Bu ittifak büyük olasılıkla seçim öncesinde tıpkı bizim gibi sokağa çıkmayacaktır. Haziran ile 1 Kasım arasındakine benzer bir devlet terörü estiremeyecektir. Umarım yanılmam. Çünkü bu defa karşısında devlette karşılığı olan bir “sistem içi ittifak” vardır. O zamanlar ekonomisi batmamıştı, seçmen tabanı erimemişti, henüz uluslararası arenada böyle tecrit olmamıştı Devlete egemendi. Bugün artık bütün bu alanlarda zayıflamıştır. Devlet terörü bumerang gibi onu vurur. Ne Rojava’ya ne de Yunanistan’a göstermelik sataşmalar dışında stratejik bir saldırıya geçebilecek imkanları tüketmiştir. O halde seçimleri bu yöntemlerle kazanma imkanı yoktur.

Ancak…

Erdoğan rejimi seçim gününe değil, sandıkların açıldığı, oyların sayıldığı geceye hazırlanmaktadır.

 Yüksek Seçim Kurulu “sivil darbe cuntasıdır.” 

Emir komuta zinciri içindeki askeri darbelere kim karar verir ve darbeyi kim yapar? Eğer cunta aynı zamanda Genel Kurmay ise darbeye üç kuvvet komutanı ile Genel Kurmay Başkanı, onların karargah subayları karar verir, darbeyi onlar yapar. Sayıları taş çatlasa on onbeş kişidir. Hiç kuşkusuz darbe öncesinde MİT’in, Emniyet’in, Jandarmanın ve elbette bir “dış gücün” desteğini almak için gerekli hazırlıkları da yaparlar. Sonuçta darbe böyle bir grubun marifetidir.

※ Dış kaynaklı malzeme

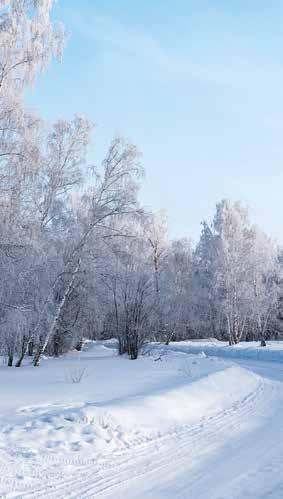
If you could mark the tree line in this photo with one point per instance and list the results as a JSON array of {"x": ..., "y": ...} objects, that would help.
[{"x": 81, "y": 258}]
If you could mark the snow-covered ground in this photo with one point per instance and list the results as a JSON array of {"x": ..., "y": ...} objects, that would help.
[
  {"x": 169, "y": 425},
  {"x": 244, "y": 350}
]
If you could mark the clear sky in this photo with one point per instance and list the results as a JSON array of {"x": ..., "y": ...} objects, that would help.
[{"x": 196, "y": 84}]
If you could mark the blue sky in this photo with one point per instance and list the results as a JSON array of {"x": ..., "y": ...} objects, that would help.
[{"x": 196, "y": 84}]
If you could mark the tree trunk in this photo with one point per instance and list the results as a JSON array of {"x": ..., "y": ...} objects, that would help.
[{"x": 24, "y": 347}]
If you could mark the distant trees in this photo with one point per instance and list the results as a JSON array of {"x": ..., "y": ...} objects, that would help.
[{"x": 237, "y": 274}]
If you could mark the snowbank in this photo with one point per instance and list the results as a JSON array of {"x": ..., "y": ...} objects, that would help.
[
  {"x": 131, "y": 403},
  {"x": 246, "y": 350}
]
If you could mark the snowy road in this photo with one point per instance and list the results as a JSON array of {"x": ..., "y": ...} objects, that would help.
[{"x": 236, "y": 452}]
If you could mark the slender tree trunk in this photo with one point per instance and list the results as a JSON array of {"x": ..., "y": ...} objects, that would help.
[
  {"x": 24, "y": 348},
  {"x": 41, "y": 347}
]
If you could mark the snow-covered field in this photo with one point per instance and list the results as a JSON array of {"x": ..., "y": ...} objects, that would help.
[
  {"x": 244, "y": 350},
  {"x": 169, "y": 425}
]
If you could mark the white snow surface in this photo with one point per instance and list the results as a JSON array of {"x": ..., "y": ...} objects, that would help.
[
  {"x": 170, "y": 425},
  {"x": 245, "y": 350}
]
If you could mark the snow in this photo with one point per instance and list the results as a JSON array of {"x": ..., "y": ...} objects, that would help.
[
  {"x": 245, "y": 350},
  {"x": 171, "y": 424}
]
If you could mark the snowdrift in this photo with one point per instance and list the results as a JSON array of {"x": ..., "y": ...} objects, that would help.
[{"x": 273, "y": 352}]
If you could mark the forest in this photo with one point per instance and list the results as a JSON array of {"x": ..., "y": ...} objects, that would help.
[{"x": 82, "y": 258}]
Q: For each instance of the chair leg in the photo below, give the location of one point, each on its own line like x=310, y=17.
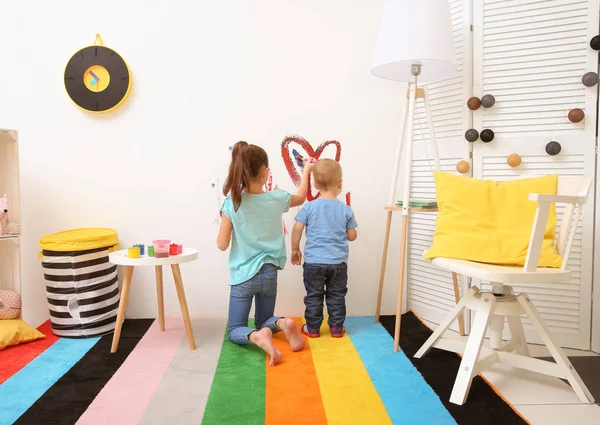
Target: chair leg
x=183, y=304
x=448, y=320
x=122, y=307
x=160, y=297
x=555, y=350
x=386, y=242
x=461, y=317
x=518, y=334
x=466, y=371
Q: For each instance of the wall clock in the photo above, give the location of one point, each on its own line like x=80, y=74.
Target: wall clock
x=97, y=78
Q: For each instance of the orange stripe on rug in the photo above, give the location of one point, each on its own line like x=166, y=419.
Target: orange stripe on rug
x=13, y=359
x=293, y=395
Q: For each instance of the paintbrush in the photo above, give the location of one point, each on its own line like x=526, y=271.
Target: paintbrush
x=300, y=160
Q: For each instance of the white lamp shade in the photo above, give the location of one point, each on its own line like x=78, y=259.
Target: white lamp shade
x=415, y=32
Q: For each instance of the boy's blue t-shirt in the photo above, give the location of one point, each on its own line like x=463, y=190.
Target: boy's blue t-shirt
x=326, y=224
x=257, y=236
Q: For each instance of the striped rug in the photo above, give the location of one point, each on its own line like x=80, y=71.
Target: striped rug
x=154, y=378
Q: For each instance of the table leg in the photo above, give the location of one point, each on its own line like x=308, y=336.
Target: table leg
x=183, y=303
x=122, y=307
x=400, y=282
x=160, y=297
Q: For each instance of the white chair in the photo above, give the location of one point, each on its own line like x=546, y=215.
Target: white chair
x=492, y=307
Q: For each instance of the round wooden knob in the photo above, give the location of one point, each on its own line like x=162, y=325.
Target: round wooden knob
x=472, y=135
x=589, y=79
x=473, y=103
x=463, y=167
x=514, y=160
x=488, y=101
x=553, y=148
x=487, y=135
x=576, y=115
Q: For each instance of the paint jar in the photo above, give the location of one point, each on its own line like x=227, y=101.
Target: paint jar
x=161, y=248
x=133, y=252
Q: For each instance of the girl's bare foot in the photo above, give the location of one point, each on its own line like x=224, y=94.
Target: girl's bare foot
x=293, y=335
x=264, y=339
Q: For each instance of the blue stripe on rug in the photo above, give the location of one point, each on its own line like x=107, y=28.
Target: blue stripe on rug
x=20, y=391
x=406, y=396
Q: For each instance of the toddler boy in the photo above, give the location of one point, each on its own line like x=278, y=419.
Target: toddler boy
x=330, y=224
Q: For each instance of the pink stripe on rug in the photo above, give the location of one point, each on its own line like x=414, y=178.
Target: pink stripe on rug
x=126, y=396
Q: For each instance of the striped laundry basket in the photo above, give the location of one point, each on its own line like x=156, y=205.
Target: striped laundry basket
x=82, y=287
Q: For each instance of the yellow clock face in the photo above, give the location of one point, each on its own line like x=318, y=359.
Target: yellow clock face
x=96, y=78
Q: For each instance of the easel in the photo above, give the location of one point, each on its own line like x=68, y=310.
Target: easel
x=406, y=134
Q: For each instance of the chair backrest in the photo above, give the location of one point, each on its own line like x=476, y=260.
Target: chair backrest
x=570, y=186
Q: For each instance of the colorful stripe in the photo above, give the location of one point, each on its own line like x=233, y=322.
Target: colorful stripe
x=439, y=367
x=349, y=395
x=393, y=374
x=189, y=376
x=20, y=391
x=126, y=396
x=82, y=383
x=237, y=395
x=13, y=359
x=293, y=395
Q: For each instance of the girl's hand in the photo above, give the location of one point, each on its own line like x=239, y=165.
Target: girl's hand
x=296, y=257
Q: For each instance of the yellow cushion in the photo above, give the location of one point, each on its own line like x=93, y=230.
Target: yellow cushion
x=491, y=222
x=13, y=332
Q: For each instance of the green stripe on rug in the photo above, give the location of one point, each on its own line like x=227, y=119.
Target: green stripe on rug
x=237, y=395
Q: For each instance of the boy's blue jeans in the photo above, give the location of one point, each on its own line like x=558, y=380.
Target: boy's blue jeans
x=262, y=287
x=329, y=282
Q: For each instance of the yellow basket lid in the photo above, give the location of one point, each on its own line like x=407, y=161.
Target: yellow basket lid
x=80, y=240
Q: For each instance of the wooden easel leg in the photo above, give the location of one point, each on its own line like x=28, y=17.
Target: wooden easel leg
x=461, y=317
x=386, y=242
x=122, y=307
x=160, y=297
x=400, y=282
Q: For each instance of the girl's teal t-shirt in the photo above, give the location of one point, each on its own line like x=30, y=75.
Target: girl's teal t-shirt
x=257, y=236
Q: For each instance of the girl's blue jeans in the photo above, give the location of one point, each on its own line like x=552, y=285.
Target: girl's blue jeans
x=263, y=288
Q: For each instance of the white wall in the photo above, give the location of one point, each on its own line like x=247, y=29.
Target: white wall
x=206, y=74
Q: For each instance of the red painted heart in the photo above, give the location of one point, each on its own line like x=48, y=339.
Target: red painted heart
x=289, y=160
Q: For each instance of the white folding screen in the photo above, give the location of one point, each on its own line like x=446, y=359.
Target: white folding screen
x=430, y=290
x=530, y=55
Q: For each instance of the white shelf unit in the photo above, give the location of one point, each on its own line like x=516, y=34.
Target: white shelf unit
x=10, y=256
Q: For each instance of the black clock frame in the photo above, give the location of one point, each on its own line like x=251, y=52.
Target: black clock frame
x=119, y=78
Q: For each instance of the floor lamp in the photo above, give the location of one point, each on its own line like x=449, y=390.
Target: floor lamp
x=415, y=42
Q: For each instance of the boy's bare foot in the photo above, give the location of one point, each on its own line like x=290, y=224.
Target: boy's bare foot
x=293, y=335
x=264, y=339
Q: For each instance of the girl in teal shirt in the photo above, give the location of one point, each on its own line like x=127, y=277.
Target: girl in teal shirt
x=251, y=221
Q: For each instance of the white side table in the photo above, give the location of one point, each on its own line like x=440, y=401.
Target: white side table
x=120, y=258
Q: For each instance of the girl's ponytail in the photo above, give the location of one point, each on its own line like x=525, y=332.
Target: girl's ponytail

Seçimlerin eşiğinde böyle bir darbe olabilir mi? Bunun şu an için somut hiçbir belirtisi yoktur. Ama buna karşılık bir “sivil darbe”nin bütün belirtileri vardır. Bu sivil darbenin cuntası Yüksek Seçim Kurulu’dur. Başkanı ve üyeleri Erdoğan tarafından tayin edilmiştir. Yolsuzluk yapabilmek için Sayıştay’ın başına getirilen kişinin kardeşi, seçim yolsuzluğu yapabilmek için YSK’nın başkanlığına getirilmiştir. Sivil darbenin bütün hazırlıkları yapılmıştır. Askeri darbe gerçekleştiği zaman nasıl ona itiraz hakkı fiilen yoksa, hiçbir yargı organına itiraz edilemiyorsa, çünkü Anayasa ilga edilmiş ise, YSK’nın sivil darbesi gerçekleştiği zaman da ona itiraz hakkı Anayasayı kaldırmayı bile gerektirmeden, bizzat Anayasa tarafından imkansız kılınmıştır. “Adam kazandı” dediği anda bu karara hiçbir yargı organında itiraz edilemez. Kararı kesindir. Askeri darbe Anayasayı yürürlükten kaldırarak itirazları imkansız kılarken, YSK anayasanın kendisine verdiği yetkiyi kullanarak her türlü itirazı imkansız kılar.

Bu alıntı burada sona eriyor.